Docker networks

Docker has kept its popularity for quite a few years now (without surprise). Its success is based on many things like scalling, microservices and also its network solutions (and many more). In this article I’ll focus solely on docker networks and how they work.

Types of networks – bridge

Bridge is a default network which connects all containers and which has no defined network (–network option in CLI or networks in docker-compose).

Let’s take a look at this simple docker-compose:

version: '3.9'
  services:
    mongo:
      image: mongo
      networks:
       basicBridge:
        aliases:
         - mongoBridge
      ports:
       - "27017:27017"


  networks:
    basicBridge:
      driver: bridge

With this file I will create a container with mongoDB inside, that will expose port 27017 and will use bridge network (or, to be more specific – a virtual network) created with this file. If we inspect our docker networks, we will see:

Ok, the network is created, but how did this affect our iptables?

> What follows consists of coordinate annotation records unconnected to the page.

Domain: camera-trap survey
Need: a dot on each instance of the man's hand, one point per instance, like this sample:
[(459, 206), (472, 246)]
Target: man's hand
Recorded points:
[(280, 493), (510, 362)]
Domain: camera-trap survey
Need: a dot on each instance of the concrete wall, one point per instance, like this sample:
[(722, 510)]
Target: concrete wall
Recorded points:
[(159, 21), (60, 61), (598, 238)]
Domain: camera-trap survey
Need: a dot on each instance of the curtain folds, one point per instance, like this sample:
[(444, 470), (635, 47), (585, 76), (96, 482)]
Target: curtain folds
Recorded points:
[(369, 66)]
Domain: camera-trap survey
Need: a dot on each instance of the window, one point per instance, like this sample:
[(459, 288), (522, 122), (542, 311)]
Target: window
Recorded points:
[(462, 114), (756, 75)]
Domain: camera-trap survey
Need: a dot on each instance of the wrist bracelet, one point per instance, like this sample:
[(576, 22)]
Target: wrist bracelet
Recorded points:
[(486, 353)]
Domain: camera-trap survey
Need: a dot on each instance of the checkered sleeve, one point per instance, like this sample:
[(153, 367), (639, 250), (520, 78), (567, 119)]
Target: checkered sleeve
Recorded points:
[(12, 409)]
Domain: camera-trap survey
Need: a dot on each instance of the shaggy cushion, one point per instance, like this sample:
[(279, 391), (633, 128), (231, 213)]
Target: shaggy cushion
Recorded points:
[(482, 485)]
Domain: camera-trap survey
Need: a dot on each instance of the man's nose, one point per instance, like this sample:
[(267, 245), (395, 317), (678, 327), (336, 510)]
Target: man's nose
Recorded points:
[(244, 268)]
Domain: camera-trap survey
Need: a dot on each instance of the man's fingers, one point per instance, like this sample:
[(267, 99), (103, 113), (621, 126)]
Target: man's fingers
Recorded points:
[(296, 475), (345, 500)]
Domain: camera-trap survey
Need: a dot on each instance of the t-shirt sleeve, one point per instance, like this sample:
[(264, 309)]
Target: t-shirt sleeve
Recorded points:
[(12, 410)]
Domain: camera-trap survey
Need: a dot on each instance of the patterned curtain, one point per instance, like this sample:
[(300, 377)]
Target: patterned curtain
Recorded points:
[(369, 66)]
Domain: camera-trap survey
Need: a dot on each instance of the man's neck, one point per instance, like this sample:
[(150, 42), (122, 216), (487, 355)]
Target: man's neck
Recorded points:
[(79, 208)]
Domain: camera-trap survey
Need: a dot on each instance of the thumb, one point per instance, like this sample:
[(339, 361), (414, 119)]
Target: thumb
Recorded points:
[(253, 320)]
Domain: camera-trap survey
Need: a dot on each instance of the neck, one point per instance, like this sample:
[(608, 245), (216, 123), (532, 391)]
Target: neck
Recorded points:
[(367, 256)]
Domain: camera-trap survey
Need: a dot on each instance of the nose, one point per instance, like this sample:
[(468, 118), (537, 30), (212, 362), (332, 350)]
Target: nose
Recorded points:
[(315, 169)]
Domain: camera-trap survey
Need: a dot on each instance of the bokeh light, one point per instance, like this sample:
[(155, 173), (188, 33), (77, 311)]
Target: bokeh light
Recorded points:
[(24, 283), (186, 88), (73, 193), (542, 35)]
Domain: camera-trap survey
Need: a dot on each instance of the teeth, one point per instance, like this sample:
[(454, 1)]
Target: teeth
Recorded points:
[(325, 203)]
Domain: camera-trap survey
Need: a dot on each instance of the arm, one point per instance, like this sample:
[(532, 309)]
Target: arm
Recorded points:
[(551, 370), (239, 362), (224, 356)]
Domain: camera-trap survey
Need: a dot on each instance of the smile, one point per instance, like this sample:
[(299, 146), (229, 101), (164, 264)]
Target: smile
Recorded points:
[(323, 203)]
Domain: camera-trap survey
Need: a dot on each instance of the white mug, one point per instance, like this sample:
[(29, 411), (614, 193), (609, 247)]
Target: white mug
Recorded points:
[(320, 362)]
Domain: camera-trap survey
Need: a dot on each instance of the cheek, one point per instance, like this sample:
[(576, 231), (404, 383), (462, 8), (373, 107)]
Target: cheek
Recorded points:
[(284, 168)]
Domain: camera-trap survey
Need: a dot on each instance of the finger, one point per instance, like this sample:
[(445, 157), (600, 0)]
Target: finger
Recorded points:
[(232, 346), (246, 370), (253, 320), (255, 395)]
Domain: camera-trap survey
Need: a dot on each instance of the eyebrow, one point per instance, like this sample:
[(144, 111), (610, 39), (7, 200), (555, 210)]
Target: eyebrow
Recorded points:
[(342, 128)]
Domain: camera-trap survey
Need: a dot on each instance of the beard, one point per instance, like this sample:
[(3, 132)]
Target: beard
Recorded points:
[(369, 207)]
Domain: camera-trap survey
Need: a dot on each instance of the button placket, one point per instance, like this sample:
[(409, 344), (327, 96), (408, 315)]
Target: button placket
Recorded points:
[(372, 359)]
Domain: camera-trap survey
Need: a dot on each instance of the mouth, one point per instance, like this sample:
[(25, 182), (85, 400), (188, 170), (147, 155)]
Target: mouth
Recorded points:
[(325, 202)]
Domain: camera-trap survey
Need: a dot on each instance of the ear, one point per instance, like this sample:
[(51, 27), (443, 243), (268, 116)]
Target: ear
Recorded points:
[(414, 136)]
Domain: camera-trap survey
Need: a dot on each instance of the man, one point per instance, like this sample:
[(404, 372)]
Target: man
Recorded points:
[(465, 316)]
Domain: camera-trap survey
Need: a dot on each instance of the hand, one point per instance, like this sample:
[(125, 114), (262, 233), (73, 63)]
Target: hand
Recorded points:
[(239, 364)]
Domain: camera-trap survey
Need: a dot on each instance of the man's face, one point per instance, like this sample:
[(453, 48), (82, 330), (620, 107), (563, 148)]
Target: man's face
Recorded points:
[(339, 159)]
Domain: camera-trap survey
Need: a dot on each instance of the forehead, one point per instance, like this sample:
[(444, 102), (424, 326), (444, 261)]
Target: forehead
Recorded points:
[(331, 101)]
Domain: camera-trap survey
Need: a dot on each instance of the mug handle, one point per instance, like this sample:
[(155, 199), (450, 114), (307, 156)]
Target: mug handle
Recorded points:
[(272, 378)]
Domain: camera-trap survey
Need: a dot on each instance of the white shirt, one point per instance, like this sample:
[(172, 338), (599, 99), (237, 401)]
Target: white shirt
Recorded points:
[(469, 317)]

user@user-VirtualBox:~/docker$ sudo iptables -S 
-P INPUT ACCEPT
-P FORWARD DROP
-P OUTPUT ACCEPT
-N DOCKER
-N DOCKER-ISOLATION-STAGE-1
-N DOCKER-ISOLATION-STAGE-2
-N DOCKER-USER
-A FORWARD -j DOCKER-USER
-A FORWARD -j DOCKER-ISOLATION-STAGE-1
-A FORWARD -o br-f2d613c3f4ae -m conntrack --ctstate RELATED,ESTABLISHED -j ACCEPT
-A FORWARD -o br-f2d613c3f4ae -j DOCKER
-A FORWARD -i br-f2d613c3f4ae ! -o br-f2d613c3f4ae -j ACCEPT
-A FORWARD -i br-f2d613c3f4ae -o br-f2d613c3f4ae -j ACCEPT
-A FORWARD -o docker0 -m conntrack --ctstate RELATED,ESTABLISHED -j ACCEPT
-A FORWARD -o docker0 -j DOCKER
-A FORWARD -i docker0 ! -o docker0 -j ACCEPT
-A FORWARD -i docker0 -o docker0 -j ACCEPT
-A DOCKER -d 172.20.0.2/32 ! -i br-f2d613c3f4ae -o br-f2d613c3f4ae -p tcp -m tcp --dport 27017 -j ACCEPT
-A DOCKER-ISOLATION-STAGE-1 -i br-f2d613c3f4ae ! -o br-f2d613c3f4ae -j DOCKER-ISOLATION-STAGE-2
-A DOCKER-ISOLATION-STAGE-1 -i docker0 ! -o docker0 -j DOCKER-ISOLATION-STAGE-2
-A DOCKER-ISOLATION-STAGE-1 -j RETURN
-A DOCKER-ISOLATION-STAGE-2 -o br-f2d613c3f4ae -j DROP
-A DOCKER-ISOLATION-STAGE-2 -o docker0 -j DROP
-A DOCKER-ISOLATION-STAGE-2 -j RETURN
-A DOCKER-USER -j RETURN

And if we grep these full iptable rules (I will return to this full iptables rules later)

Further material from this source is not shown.